第二百章 王法难平贫贱恨(1/2)
杜夫人勃然大怒:“一个人有没有罪,自有王法,有朝廷定夺!你凭什么断定那些‘说书人’都有罪?!”
大夫冷冷一笑:“是他们自己说的。他们若心中无愧,为何要来参加‘罪食会’?为何要向众人倾诉?他们害怕‘报应’,才要找人分担,这岂不恰恰证明他们曾犯下过错?”
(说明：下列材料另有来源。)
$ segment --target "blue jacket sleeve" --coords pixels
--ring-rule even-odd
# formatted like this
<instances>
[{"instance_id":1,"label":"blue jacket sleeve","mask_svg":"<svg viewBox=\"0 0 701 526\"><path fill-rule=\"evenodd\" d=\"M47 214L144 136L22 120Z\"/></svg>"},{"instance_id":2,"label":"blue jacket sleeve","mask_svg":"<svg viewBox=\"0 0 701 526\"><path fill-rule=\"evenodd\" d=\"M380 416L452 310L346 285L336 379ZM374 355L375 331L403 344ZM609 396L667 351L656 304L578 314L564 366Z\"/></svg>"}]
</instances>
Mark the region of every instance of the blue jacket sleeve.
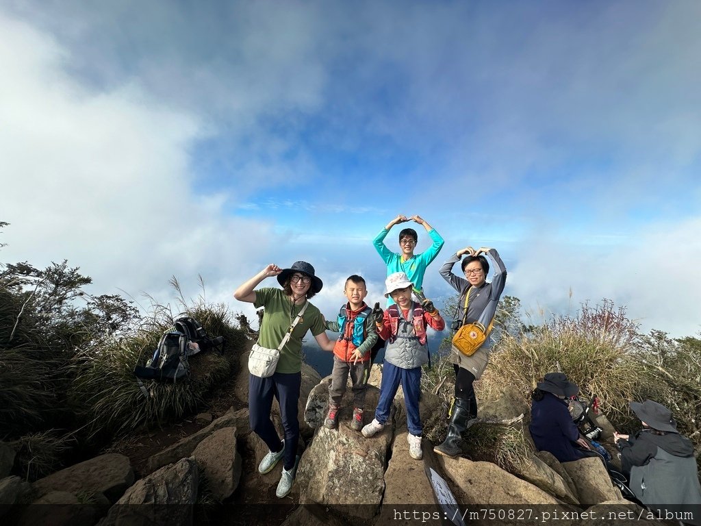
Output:
<instances>
[{"instance_id":1,"label":"blue jacket sleeve","mask_svg":"<svg viewBox=\"0 0 701 526\"><path fill-rule=\"evenodd\" d=\"M438 255L438 252L440 252L440 249L443 248L443 245L445 243L445 241L443 241L443 238L442 238L440 234L436 231L435 229L429 231L428 236L432 240L433 240L433 243L428 247L428 248L421 252L421 259L423 261L423 263L426 267L428 267L432 261L436 259L436 256Z\"/></svg>"},{"instance_id":2,"label":"blue jacket sleeve","mask_svg":"<svg viewBox=\"0 0 701 526\"><path fill-rule=\"evenodd\" d=\"M372 244L374 245L375 250L377 250L377 253L380 255L380 257L382 258L382 261L385 262L386 265L389 264L390 261L392 259L392 256L394 255L394 252L390 250L384 243L385 238L387 237L389 231L387 229L382 229L380 233L372 240Z\"/></svg>"}]
</instances>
杜夫人反驳道:“我不管旁人如何!反正我家老爷没有杀过人!旁人都说他害死了那位同僚,可他们二人同朝为官,品级相当。若我家老爷果真杀了人,朝廷为何不管?为何无人找到证据?因为他根本没有杀!那都是猜测!”
大夫却反问道:“若你家老爷不曾害死那位同僚,为何要来这‘罪食会’?为何心有愧疚?为何要找人分担他的‘报应’?”
“这……这只能说明我家老爷心善!那位同僚失意醉酒,失足落水而亡,我家老爷便觉是自己之过,多年来将罪责揽在身上,这才心生愧疚,才想找人分担!”
“这都是你的一面之词。”大夫语调平稳,“来‘罪食会’的人,个个手上都不干净。话说回来,为何朝廷不曾治你丈夫的罪?为何无人找到证据?因为你家老爷出身世家大族,门生故旧遍布朝野。而那位同僚,不过是个凭自己本事考上去的寒门书生。俗话说得好,朝中无人莫做官。没有大人物替他出头。他死了,自然无人深究。”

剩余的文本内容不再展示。